The Story
Why it exists.
The beginning
Don Antò is a dedication. Not to an era or an aesthetic, to a person. Andrea Marcoccia created this fragrance for Antonio, his grandfather, the kind of figure who holds a family together through quiet rituals rather than grand gestures. Shaving routines. The cologne chosen for Sundays. The small ceremonies that teach a person what it means to take care of yourself. The name itself, Don Antò, uses the familiar Italian form, the one you'd only use with family. This isn't a fragrance that reaches for historical gravitas. It reaches for memory instead. The Piaceri collection where Don Antò lives is Marcoccia's more personal shelf, the compositions that don't fit neatly into categories. Here, Andrea Marcoccia chose to work in the fougère tradition, one of perfumery's oldest structures, built on lavender, oakmoss, and geranium. But tradition, on its own, doesn't move anyone. The reinterpretation had to mean something.

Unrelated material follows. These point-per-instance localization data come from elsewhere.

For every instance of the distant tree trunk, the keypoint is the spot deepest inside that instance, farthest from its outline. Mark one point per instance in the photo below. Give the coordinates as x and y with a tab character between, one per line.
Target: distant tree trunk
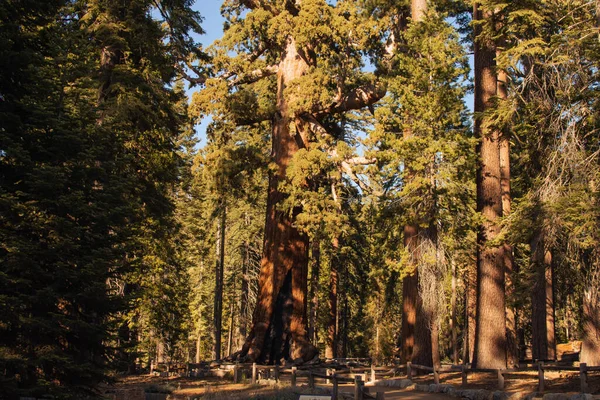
218	304
314	290
332	333
231	322
512	351
471	311
590	348
279	321
243	303
490	338
453	327
198	357
415	331
543	344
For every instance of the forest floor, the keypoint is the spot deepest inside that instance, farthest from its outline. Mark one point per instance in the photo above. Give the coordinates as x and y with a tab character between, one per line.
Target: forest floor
133	387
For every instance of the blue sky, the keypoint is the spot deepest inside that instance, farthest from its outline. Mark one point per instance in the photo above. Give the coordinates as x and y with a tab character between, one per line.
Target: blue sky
213	26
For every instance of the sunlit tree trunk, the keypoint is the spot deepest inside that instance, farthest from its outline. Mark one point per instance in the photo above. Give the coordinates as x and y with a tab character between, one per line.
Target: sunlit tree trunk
490	335
279	321
218	301
590	348
314	290
332	331
543	344
415	331
512	351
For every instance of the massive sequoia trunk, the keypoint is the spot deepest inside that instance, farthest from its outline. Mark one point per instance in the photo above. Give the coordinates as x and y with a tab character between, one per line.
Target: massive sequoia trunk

The fougère structure has been with us since 1882, when Houbigant released Fougère Royal. It's built on lavender, oakmoss, and coumarin, with geranium often anchoring the heart. Classic fougères read as masculine, soapy, slightly fern-like, hence the name. Over the decades, the structure has been stretched, softened, darkened, and modernized, but it typically retains that core identity: aromatic, clean, grounded. Don Antò keeps the structure but shifts the register. Instead of opening with lavender's soapy calm, it arrives with absinthe, sharp, slightly medicinal, unmistakably green in a way that reads more herb-garden than perfume-counter.
The evolution
The opening doesn't ease you in. Absinthe hits immediately, bitter, anise-laced, with caper bringing a briny green edge that most fougères simply don't have. Chamomile or mint (depending on your skin's reading) adds a quieter herbal layer beneath. The effect is sharp for the first twenty minutes. Not aggressive, but intentional. This is the fragrance telling you something about itself before asking anything of you. Then the lavender arrives. It doesn't overtake the absinthe so much as surround it, softening the medicinal edge into something more familiar. Geranium adds a floral sweetness that feels almost soapy in the best way, the fougère heritage asserting itself without apology. Violet leaf contributes a slight dewiness. For some wearers, there's also hay here, a warm dry note that shifts the character from green-sharp to gently rural. The drydown is where Don Antò earns its heritage. Oakmoss settles in with that characteristic earthy darkness, the smell of damp forest floor, of old books, of something that has been here longer than you have.
Cultural impact
Don Antò enters a fougère landscape that has grown crowded with safe reinterpretations. The classic structure, lavender, oakmoss, geranium, appears in dozens of fragrances each year, most of them pleasant and forgettable. What distinguishes Don Antò is the choice to open with absinthe and caper, two materials that make an argument rather than an offering. This is a fragrance for someone who has worn their way through the obvious fougère choices and is looking for one that has something to say. The Piaceri collection's emphasis on personal memory over market positioning means Don Antò isn't chasing trend or category, it's expressing a specific sensibility.